There’s been a lot of talk about herbal remedies being safe, but the fact is that there are some herbs that should be avoided, but most are unlikely to harm you. Toxic conventional medicines are currently responsible for one-third of all hospitalizations. There are standard herbal treatments for some common ailments. Still, it is always wise to visit a healthcare practitioner who expert in natural remedies for guidance. The following steps to increase the chances that your natural medicine will be effective are as follows:

– Don’t buy loose herbs because dried plants of all kinds lose their potency if they sit around.

– Buying “standardized” extracts are guaranteed to contain a minimum amount of the ber.

– Use tinctures. The alcohol used to extract the active constituents of the herb preserves the herb’s potency as well.

– Freeze-dried extracts are concentrated and stable, so they tend to retain their potency longer.

It’s relatively easy to put together a herbal arsenal that may help you fight most of the illnesses that you and your family are likely to encounter. Here’s what you should have readily available:

– Chamomile tea- A mild relaxant and excellent as a remedy for colic and stomach upsets, it can be safely used by children, too. Placing chamomile tea bags on the eyes is a form of treatment for conjunctivitis. Place the teabag in a little boiling water. When the teabag has cooled but is still warm, place over closed eyes, lie back and relax with tea bags in place for 15 minutes two or three times a day.

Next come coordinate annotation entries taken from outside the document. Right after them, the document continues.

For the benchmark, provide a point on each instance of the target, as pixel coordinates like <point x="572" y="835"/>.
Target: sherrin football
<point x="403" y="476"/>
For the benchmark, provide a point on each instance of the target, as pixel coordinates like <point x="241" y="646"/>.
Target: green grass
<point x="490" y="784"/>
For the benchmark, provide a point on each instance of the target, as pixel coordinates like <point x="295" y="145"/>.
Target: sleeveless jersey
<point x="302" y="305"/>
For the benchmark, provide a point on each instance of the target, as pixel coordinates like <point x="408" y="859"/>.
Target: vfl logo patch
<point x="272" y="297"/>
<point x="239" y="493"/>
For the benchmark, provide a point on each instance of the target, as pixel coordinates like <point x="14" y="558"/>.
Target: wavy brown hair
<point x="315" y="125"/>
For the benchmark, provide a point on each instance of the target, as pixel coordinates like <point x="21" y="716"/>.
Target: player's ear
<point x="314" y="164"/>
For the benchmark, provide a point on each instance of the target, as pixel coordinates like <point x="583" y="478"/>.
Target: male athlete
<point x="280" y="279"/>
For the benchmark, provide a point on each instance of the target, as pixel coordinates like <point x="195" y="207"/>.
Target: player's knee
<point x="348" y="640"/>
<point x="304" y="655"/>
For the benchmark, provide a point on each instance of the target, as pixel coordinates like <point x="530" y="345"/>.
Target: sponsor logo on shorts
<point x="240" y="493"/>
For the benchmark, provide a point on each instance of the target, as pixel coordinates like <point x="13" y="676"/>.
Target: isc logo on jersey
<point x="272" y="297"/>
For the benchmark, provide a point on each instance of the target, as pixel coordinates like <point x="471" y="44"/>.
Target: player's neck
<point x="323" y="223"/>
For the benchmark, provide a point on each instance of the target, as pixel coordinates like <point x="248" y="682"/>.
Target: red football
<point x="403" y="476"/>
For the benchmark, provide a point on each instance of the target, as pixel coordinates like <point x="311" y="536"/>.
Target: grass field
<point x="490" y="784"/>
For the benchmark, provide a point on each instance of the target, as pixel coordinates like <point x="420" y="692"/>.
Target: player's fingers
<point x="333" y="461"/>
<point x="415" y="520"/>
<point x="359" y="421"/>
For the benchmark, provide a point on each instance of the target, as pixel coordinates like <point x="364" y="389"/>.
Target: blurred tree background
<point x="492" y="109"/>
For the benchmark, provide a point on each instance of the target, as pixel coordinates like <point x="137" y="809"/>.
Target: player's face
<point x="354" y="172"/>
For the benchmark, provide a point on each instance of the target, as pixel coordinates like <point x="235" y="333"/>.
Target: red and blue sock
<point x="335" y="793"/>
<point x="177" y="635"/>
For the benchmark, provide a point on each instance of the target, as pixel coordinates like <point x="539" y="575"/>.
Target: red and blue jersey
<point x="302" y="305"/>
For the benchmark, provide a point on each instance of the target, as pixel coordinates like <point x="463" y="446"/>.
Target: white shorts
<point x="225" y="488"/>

– Echinacea- It’s like a work of magic boosting disease-fighting white blood cells. Take it if you have a cold, the flu or any other type of infection.

– Feverfew- Take it to prevent and treat migraine headaches.

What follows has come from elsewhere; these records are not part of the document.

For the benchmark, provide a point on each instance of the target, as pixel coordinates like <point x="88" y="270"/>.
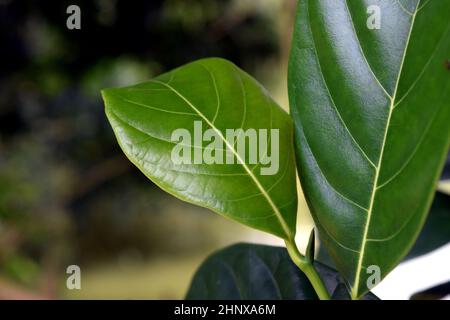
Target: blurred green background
<point x="67" y="193"/>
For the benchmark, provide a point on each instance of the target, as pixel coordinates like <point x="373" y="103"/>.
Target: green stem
<point x="307" y="267"/>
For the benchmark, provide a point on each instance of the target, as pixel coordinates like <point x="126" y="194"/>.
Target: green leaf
<point x="256" y="272"/>
<point x="434" y="234"/>
<point x="434" y="293"/>
<point x="217" y="95"/>
<point x="436" y="231"/>
<point x="372" y="124"/>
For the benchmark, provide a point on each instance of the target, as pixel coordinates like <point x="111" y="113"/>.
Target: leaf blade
<point x="350" y="82"/>
<point x="220" y="96"/>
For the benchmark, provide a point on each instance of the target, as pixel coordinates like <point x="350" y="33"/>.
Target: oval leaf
<point x="372" y="123"/>
<point x="257" y="272"/>
<point x="211" y="94"/>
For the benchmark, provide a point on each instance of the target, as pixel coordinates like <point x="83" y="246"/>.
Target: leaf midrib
<point x="238" y="157"/>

– Lemon balm- works well as a mild relaxant, and it may also help fight the virus that causes cold sores.

– Nettle- This allergy fighter diminishes all those who suffer from hay fever.

– Peppermint spirits- It is excellent both for headache and upset stomach. For headaches, drip a little onto a folded tissue. And rub across the forehead, on the temples and the back of the neck. For stomach problems, put a few drops in a bit of water and swallow. They are not recommended for young children.

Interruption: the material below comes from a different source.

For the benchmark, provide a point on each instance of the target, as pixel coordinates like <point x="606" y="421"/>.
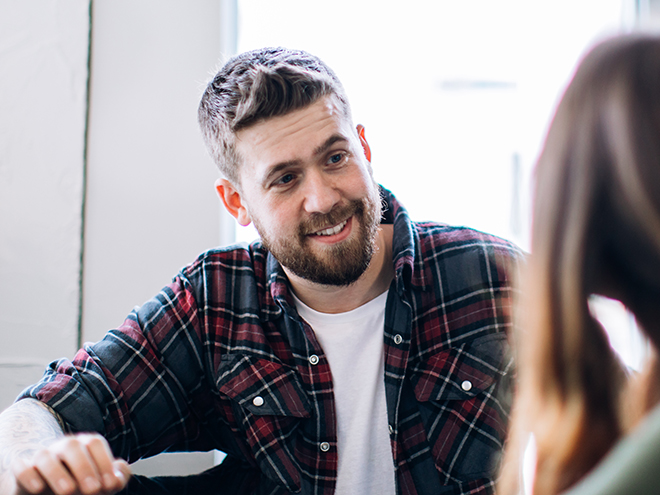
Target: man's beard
<point x="340" y="264"/>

– Slippery elm- This herb soothes and coats the inside of your throat and intestines. It’s great for sore throats and coughs, as well as diarrhoea and other digestive problems.

– Saint-John’s-wort- This herb is as effective as pharmaceutical drugs for mild-to-moderate depression.

– Valerian- It’s the perfect herb for a perfect night’s sleep. You can also try combining it with lemon balm, hops or passionflower for even more sleep-inducing power.

– White willow bark- This herb contains salicin, a precursor of aspirin. It acts more slowly and gently than the highly purified, fast-acting aspirin found at the drugstore. Still, it’s also unlikely to upset your stomach or cause any other side effects. It can be helpful for mild fevers as well as aches and pains.

– Wild indigo- It’s the best for upper respiratory infections. Combine it with Echinacea for sinus infections.

Don’t forget that herbal medicines are medicines, not dietary supplements. It is not good to take them unless you’re treating a specific condition. Stop taking them once the situation has resolved or if it becomes apparent that the herbal therapy is not working.